Tesis itu mengemuka dalam talkshow pluralisme bertajuk ''Menumbuhkan Rasa Nasionalisme Pemuda antar Umat Beragama'' yang digelar Badan Eksekutif Mahasiswa (BEM) Universitas Muria Kudus (UMK), Senin 23 Pebruari 2015.
Talkshow yang digelar di lantai IV Gedung Rektorat UMK tersebut dibuka Rektor Dr. Suparnyo SH. MS. dan menghadirkan Prof. Dr. Muslim A. Kadir, MA (NU/Islam), Suharwo S.Ag. M.Pd. (Budha) serta Miljito (Kristen) sebagai narasumber. Salah satu narasumber yakni Muslim A. Kadir mengatakan, kemajemukan (pluralisme) adalah kondisi riil yang tak bisa diingkari.
Bagaimana kita memahami sisi lain dari kemajemukan itu, antara lain dengan memahami kebangsaan yang satu, yakni Indonesia. Muslim yang mengaku lebih senang dengan terminologi ‘Monisme yang Pluralis’ ketimbang pluralisme, mengibaratkan baju (pakaian) yang dipakai oleh semua umat, baik Islam, Kristen, Katholik, Hindu, Budha, maupun Kong Hu Cu. Ditegaskannya, pakaian yang di Indonesia ini, bisa dipakai siapa saja dan dari agama mana pun.
Pada kesempatan itu, Muslim yang juga Mustasyar PCNU Kudus pun berpesan, agar melihat persamaan dalam hal keberbedaan. Senada dengan Muslim A. Kadir, apa yang disampaikan oleh Suharwo.
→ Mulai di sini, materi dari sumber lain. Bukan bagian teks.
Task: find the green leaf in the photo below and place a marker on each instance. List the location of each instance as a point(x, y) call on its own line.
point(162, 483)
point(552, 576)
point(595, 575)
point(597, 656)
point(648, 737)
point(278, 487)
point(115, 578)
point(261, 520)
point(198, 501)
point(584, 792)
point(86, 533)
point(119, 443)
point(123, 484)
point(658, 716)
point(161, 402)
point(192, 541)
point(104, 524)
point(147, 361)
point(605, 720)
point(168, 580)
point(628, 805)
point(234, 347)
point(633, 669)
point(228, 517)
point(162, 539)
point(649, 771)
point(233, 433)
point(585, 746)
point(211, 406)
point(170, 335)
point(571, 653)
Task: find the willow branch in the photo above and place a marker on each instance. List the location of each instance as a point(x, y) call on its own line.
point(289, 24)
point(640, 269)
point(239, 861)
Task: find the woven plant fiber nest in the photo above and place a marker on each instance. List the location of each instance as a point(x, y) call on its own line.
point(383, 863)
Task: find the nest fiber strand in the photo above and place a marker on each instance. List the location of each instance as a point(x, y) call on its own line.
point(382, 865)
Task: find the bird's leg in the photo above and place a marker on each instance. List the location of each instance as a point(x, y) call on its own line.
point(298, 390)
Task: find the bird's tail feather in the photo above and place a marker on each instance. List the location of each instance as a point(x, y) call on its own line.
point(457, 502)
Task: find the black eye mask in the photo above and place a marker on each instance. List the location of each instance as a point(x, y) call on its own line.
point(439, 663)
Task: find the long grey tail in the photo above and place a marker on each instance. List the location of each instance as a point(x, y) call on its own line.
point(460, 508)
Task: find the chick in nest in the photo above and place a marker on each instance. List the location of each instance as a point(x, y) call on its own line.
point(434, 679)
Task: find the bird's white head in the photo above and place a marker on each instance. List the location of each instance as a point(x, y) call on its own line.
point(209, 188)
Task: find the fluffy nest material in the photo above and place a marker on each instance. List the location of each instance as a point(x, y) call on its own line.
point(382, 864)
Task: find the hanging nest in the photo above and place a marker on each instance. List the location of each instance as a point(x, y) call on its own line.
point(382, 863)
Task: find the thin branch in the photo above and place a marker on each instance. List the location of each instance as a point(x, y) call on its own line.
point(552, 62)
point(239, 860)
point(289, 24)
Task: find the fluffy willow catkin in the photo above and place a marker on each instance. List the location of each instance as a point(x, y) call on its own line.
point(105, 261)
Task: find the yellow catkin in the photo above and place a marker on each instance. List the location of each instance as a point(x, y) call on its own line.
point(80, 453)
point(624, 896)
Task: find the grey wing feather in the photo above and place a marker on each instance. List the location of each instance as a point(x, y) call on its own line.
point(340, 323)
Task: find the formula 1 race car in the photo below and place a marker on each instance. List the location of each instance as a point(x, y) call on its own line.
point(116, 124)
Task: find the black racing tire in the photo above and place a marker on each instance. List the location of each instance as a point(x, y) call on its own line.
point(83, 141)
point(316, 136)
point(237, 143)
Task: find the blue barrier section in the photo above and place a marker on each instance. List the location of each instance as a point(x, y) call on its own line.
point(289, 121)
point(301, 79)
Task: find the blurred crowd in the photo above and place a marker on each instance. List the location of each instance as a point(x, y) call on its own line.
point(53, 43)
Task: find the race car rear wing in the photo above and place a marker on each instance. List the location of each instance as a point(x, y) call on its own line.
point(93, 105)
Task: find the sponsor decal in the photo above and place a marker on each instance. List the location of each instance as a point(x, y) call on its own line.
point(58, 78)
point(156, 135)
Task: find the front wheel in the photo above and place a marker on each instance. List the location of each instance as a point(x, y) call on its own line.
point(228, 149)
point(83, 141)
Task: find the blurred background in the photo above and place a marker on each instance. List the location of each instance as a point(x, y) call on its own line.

Dikatakannya, harus bisa menerima perbedaan yang ada. Kalau tidak, maka yang muncul adalah ketidaksukaan. Suharwo mengutarakan, perbedaan itu adalah sebuah kenyataan yang akan menjadikan hidup lebih indah jika mampu memahami.
 Dikatakannya, ibarat taman, semakin beragam bunganya, maka akan terasa lebih indah. Dan agama, tujuannya adalah satu, yakni menuju kebahagiaan kekal nan abadi. Miljito, mengemukakan, tidak semua orang bergama memiliki pemahaman pluralis, sehingga dalam satu agama pun, berpotensi terjadi ketidaksepahaman.
 Menurut dia, ketidaksepahaman itu bisa terjadi karena pemilihan ayatnya, atau karena metode panasirannya yang berbeda. Hampir senada dengan Muslim dan Suharwo, perbedaan terjadi karena titik singgung yang ada.  Dan agar supaya tidak terjadi benturan, maka harus dicari titik yang sama.